Как было за такое не выпить? Тем более что «лежать» Фандорину,
по всему, полагалось еще со вчерашнего дня – упасть с крыши архива и больше уже
никогда не подняться.
– Не сомневайся, ботаник, пей, – поторопил его Соловьев. –
Оно и для нервов необходимо.
Коротким, хищным броском он отправил содержимое рюмки в глотку,
и Николасу оставалось только последовать примеру хозяина.
Ничего страшного не произошло. Совсем наоборот – тепло
стало, легко дышать. А после того как магистр съел соленых грибков, холодца и
кусочек фуа-гра, травмированные нервы и в самом деле оттаяли.
– За встречу двух интересных людей, которые нашли друг
друга, как пуля дырку, – сказал Влад. – Давай-давай, не устраивай затор на
дороге. Регулировать движение буду я. Вот так, и огурчик вдогонку… Сейчас еще
по одной, закусить – и стоп. Пока Зинуля организует горячее, я тебя определю на
постой.
Оказалось, что здесь же, за поворотом коридора, имеется
роскошно обставленный номер – не хуже, чем в пятизвездочном отеле.
– Ты не думай, – говорил Соловьев, – я не девок сюда вожу.

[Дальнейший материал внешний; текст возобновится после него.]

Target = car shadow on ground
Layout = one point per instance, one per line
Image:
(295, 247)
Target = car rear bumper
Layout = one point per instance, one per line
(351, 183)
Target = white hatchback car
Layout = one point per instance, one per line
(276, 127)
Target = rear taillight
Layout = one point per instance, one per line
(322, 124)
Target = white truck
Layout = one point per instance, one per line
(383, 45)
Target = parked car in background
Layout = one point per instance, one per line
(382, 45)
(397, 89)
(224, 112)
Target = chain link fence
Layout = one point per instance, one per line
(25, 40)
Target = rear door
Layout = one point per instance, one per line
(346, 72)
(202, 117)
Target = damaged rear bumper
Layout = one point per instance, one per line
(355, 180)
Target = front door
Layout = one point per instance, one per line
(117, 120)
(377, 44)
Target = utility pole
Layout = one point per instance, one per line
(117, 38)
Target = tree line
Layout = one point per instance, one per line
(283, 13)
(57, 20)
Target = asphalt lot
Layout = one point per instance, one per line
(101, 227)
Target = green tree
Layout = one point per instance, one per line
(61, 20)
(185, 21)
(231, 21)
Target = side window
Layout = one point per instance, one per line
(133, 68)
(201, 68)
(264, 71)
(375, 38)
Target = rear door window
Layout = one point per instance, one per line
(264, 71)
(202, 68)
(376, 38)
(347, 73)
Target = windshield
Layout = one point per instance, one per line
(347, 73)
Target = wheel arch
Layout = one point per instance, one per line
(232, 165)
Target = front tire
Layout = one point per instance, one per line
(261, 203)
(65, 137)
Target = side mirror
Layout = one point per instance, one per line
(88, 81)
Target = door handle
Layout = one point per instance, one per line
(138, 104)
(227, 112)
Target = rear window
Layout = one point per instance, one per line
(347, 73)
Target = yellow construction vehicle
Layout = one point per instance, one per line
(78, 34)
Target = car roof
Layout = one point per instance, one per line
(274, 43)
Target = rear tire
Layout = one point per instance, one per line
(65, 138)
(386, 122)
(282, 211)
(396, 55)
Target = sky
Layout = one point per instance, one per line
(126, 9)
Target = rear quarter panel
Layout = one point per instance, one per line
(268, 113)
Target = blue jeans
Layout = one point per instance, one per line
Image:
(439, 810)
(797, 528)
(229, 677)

Видишь, письменный стол, компьютер навороченный. Иногда лень домой в Жуковку
пилить. Живу здесь день, бывает и два. И ты поживи. Завтра будет ясно, ищут
тебя пожарные и милиция или нет. Ты кейс-то тут оставь, никто его не возьмет.

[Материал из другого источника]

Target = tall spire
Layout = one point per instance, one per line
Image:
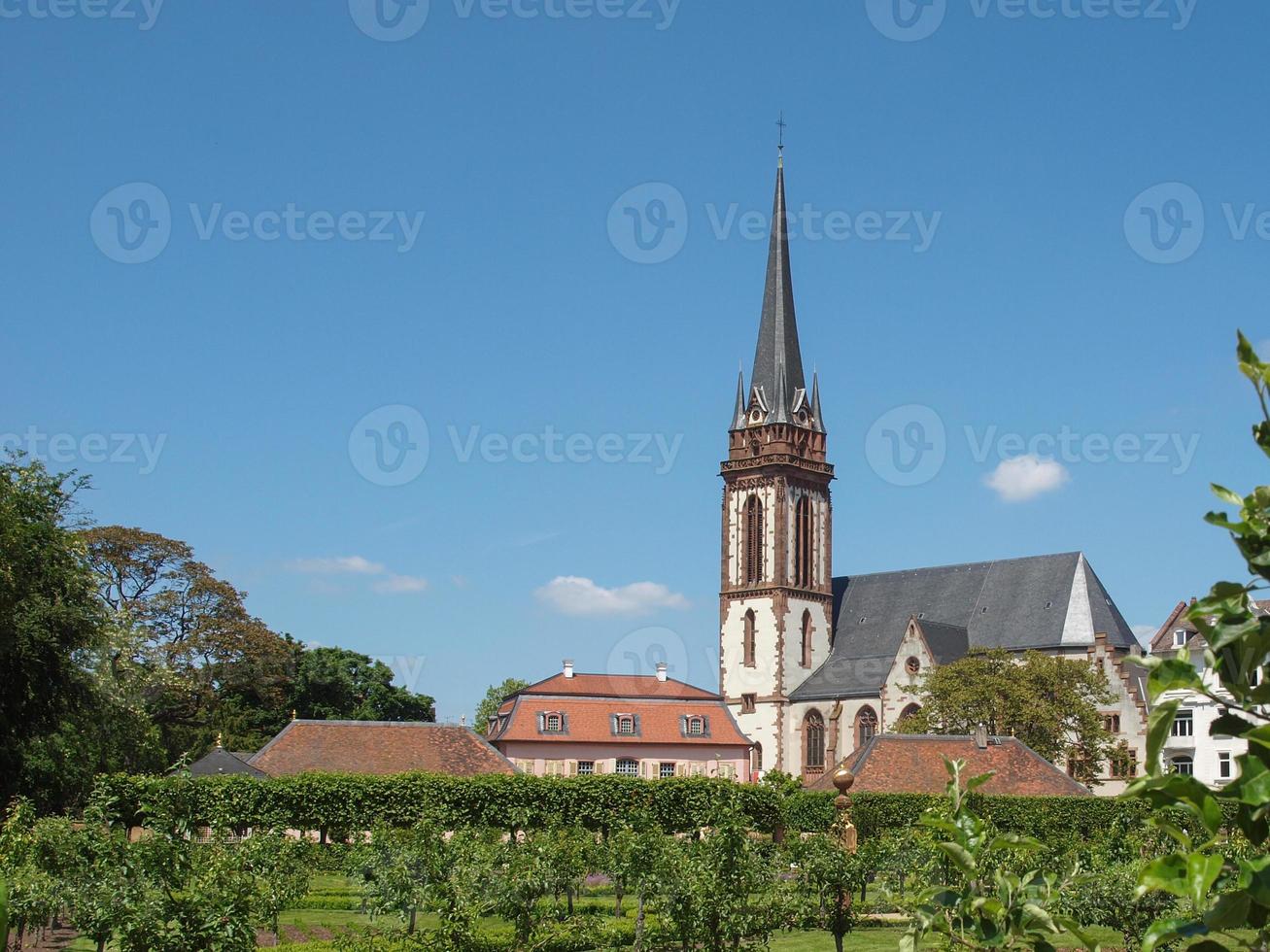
(777, 359)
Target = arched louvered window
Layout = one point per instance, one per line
(804, 551)
(867, 727)
(813, 743)
(753, 541)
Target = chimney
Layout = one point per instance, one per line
(980, 736)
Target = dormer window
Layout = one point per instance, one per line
(625, 725)
(553, 723)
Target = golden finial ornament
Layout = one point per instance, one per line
(846, 831)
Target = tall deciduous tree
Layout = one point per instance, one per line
(1050, 703)
(48, 611)
(338, 683)
(194, 629)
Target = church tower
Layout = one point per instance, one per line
(776, 595)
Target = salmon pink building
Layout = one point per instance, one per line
(648, 727)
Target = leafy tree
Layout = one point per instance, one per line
(493, 699)
(195, 629)
(570, 851)
(985, 905)
(1220, 881)
(281, 868)
(1050, 703)
(48, 611)
(397, 867)
(337, 683)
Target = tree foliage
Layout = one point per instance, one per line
(996, 898)
(1050, 703)
(48, 612)
(493, 699)
(1224, 890)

– А пожарные почему? – спросил Фандорин, сделав вид, что не
расслышал про кейс. После двукратной пропажи заветного чемоданчика не хотелось
расставаться с ним ни на минуту.
– Забыл, что ты несоветский человек, – махнул рукой Влад. –
Больно лихо по-русски чешешь. Стишок был такой, в детском саду. Короче, ищут
все – и пожарные, и милиция – какого-то отморозка. Не помню, что он там
отмочил. Наверно, подпалил что-нибудь. Да хрен с ним. Хату ты видел, дорогу
запомнил. Теперь пойдем назад. Пора знакомиться ближе.